The Resource Interchange File Format

RIFF is an all-purpose multimedia file format created by Microsoft and IBM, way back in 1991. Wave audio isn't the only multimedia stored in a RIFF file; AVI video, too, uses the RIFF. (For more information on the history of RIFF and its Amiga ancestor, IFF, see Wikipedia.)

Every RIFF file starts with a header with three four-byte fields. The data structure is this:

C#
public string sGroupID;       //Surprisingly enough, this is always "RIFF"
public uint   dwFileLength;   //File length in bytes, measured from offset 8
public string sRiffType;      //In wave files, this is always "WAVE"

RIFFs are composed of sections called, awkwardly enough, "chunks". Each chunk starts with an eight-byte header:

C#
public string  sChunkID;       //Four bytes: "fmt ", "data", "fact", etc.
public uint    dwChunkSize;    //Length of header in bytes

The Joys of Proprietary File Formats

Unfortunately, while some official documents established the basics of the file format, no official standard was ever published for the wave file. In the absence of official documents, people did what they do best: improvise. As a result, there are many different chunk types, many of which duplicate and triplicate functionality. For the time being, we'll ignore most of these chunk types, and focus on the two that are guaranteed to be in every wave file: the format chunk and the data chunk.

Chunkin'

The format chunk details all the necessary information about the audio data, including the format of the audio (we assume, for now, uncompressed Pulse Code Modulation audio), the number of channels (mono, stereo, quadraphonic, 5-channel), the audio's frequency, the number of bits per audio sample (usually, 8 or 16), and the number of bytes in a frame. The data structure for this chunk is this:

C#
public string  sChunkID;        //Four bytes: "fmt "
public uint    dwChunkSize;     //Length of header in bytes
public ushort  wFormatTag;      //1 if uncompressed Microsoft PCM audio
public ushort  wChannels;       //Number of channels
public uint    dwSamplesPerSec; //Frequency of the audio in Hz
public uint    dwAvgBytesPerSec;//For estimating RAM allocation
public ushort  wBlockAlign;     //Sample frame size in bytes
public uint    dwBitsPerSample; //Bits per sample

Wait just a minute, you say. Frame? A frame is the same thing as a sample, but not the same thing as a sample. Understand? You've got to keep this straight; it's very important. OK, OK, I'll explain. A frame is one whole multichannel audio sample. The SamplesPerSecond field actually gives the number of frames per second. The BitsPerSample field, on the other hand, refers to the number of bits in a single channel of a sample.

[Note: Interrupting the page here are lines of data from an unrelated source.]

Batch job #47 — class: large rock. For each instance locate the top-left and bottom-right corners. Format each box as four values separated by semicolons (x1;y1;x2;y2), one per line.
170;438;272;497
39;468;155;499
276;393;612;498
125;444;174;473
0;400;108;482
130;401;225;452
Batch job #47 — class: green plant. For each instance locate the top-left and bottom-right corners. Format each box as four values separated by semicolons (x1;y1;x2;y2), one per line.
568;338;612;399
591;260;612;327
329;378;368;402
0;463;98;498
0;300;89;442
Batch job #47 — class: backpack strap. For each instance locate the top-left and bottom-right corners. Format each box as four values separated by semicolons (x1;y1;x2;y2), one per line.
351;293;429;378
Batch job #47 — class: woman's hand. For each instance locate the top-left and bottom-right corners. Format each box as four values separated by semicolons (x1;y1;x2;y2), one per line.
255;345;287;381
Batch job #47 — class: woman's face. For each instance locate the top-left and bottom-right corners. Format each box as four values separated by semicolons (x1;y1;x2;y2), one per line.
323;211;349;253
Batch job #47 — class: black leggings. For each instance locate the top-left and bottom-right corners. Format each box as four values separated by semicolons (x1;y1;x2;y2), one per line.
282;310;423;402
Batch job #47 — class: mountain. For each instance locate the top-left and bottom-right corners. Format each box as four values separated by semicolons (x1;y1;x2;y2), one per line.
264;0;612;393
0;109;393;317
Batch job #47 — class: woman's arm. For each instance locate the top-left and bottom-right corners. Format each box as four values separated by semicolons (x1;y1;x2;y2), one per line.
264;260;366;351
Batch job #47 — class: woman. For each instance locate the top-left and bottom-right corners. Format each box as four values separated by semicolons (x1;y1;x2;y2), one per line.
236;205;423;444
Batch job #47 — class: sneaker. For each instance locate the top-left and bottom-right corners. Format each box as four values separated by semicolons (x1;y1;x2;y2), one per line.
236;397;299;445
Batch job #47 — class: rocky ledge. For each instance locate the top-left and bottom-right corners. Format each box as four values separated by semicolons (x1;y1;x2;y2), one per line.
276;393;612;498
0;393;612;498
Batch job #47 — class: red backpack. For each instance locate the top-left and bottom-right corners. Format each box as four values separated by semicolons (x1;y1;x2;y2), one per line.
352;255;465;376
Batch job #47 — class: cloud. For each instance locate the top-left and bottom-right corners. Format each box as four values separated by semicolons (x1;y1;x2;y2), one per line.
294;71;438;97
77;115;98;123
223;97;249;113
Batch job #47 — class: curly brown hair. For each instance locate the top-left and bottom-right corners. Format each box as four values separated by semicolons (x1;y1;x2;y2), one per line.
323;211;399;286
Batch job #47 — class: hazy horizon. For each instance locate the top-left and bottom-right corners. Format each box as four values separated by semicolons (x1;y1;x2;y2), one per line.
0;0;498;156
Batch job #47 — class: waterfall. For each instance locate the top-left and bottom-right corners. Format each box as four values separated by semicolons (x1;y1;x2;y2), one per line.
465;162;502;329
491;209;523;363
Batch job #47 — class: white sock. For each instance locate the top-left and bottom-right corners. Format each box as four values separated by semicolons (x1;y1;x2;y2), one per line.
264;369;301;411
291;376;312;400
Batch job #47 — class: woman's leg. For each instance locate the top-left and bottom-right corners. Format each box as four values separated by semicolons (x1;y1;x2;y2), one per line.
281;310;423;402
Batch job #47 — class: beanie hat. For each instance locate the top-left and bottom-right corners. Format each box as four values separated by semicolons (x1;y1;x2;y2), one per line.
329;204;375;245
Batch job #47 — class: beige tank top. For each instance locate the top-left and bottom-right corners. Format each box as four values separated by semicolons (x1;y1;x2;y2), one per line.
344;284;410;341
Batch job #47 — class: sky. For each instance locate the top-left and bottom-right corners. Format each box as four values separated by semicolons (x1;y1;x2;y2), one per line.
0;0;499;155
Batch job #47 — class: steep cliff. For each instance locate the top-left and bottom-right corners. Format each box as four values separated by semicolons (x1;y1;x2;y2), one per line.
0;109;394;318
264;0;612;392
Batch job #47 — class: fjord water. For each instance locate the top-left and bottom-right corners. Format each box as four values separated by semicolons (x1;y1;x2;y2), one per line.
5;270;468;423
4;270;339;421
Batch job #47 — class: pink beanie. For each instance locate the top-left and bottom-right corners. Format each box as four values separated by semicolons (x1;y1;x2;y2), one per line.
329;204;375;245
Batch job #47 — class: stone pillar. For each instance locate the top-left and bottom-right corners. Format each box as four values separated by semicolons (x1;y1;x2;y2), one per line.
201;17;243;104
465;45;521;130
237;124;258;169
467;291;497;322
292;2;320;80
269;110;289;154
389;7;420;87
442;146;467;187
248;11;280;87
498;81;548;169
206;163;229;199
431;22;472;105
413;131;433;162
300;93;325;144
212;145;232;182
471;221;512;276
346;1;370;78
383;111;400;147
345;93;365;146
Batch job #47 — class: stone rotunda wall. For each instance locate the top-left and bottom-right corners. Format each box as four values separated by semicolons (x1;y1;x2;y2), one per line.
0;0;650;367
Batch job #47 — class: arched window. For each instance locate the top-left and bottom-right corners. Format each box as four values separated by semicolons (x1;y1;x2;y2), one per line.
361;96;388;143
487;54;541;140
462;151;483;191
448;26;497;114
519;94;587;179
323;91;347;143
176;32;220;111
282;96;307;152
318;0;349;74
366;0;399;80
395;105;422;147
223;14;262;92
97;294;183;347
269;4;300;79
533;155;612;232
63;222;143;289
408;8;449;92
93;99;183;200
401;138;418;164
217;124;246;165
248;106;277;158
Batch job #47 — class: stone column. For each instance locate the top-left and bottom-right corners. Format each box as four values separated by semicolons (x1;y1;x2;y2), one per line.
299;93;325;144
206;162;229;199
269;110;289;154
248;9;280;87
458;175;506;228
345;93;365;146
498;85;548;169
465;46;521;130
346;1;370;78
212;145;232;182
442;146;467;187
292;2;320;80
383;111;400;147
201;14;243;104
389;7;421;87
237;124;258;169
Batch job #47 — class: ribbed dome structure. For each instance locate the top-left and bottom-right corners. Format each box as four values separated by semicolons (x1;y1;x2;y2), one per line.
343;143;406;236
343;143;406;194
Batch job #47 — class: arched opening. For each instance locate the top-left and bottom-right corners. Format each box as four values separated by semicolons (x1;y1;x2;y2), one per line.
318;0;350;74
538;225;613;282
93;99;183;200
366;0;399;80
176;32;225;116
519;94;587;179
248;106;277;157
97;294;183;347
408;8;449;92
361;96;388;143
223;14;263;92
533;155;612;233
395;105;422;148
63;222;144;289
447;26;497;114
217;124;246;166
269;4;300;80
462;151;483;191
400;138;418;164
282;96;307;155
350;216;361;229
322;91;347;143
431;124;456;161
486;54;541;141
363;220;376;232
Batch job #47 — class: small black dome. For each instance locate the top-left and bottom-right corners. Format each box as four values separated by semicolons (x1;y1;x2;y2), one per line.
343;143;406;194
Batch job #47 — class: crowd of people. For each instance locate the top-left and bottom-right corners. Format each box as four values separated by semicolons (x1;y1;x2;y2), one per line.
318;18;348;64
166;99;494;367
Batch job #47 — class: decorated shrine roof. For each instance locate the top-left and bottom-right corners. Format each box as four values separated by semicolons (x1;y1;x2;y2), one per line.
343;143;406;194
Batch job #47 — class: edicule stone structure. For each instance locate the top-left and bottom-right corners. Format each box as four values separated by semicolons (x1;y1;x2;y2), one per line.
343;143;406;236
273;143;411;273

The other chunk is even more essential: the data chunk. As you might expect, it contains all the PCM audio data. It has a very simple data structure:

C#
public string  sChunkID;       //Four bytes: "data"
public uint    dwChunkSize;    //Length of header in bytes
//Different arrays for the different frame sizes
public byte  [] byteArray;     //8 bit unsigned data; or...
public short [] shortArray;    //16 bit signed data

What effect does the signed/unsigned convention have on our data? Well, that's a very good question, and one we'll address when we take apart a sample file below.

The Joys of Proprietary File Formats, Reprise

There's even another complication, though: there's no guaranteed order for the chunk data! Since no standard was ever published, it's technically legal to put the data chunk, which stores the actual audio data, in front of the fmt (format) header which tells the user how to process it. Though this is never done, a well-written audio program will account for it anyway. A more common mistake made by new audio programmers is to assume that the fmt header comes first in a file; while this is mostly the case, there are several audio programs out there that generate non-compliant Wave files.

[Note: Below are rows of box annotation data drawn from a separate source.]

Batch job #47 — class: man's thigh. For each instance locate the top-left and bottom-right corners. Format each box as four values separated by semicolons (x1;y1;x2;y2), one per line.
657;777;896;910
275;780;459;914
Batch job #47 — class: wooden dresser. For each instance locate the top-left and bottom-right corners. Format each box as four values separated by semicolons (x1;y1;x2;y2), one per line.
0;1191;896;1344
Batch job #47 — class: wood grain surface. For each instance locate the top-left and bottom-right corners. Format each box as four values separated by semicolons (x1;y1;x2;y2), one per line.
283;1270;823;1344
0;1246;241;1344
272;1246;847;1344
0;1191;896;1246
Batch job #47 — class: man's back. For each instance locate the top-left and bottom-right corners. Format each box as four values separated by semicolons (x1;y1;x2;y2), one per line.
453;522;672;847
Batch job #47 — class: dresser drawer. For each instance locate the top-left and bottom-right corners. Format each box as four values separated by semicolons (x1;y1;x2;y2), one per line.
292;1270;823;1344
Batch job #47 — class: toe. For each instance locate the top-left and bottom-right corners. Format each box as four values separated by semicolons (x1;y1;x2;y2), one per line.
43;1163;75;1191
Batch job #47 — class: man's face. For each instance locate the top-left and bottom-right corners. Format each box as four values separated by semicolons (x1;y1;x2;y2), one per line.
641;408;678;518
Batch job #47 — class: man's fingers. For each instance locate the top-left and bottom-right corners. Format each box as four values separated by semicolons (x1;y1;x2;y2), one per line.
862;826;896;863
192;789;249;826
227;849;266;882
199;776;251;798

One final thing to note with regard to RIFF chunks: they must have an even number of bytes. In the case that a chunk has an odd number, it must be padded out with zeros. There's only one case in which this is possible, for our immediate purposes: the data stream of a 8-bit mono file.

Inside a wave file

Lilliput wars

This is all well and good, but what do things look like inside the file? Will the old Lilliputian struggle ("Big end!" "No, little end!") rear its sinister head again? If you guessed yes, you're right, and you can skip ahead two paragraphs. If you have no idea what those terms mean, here's a little digression.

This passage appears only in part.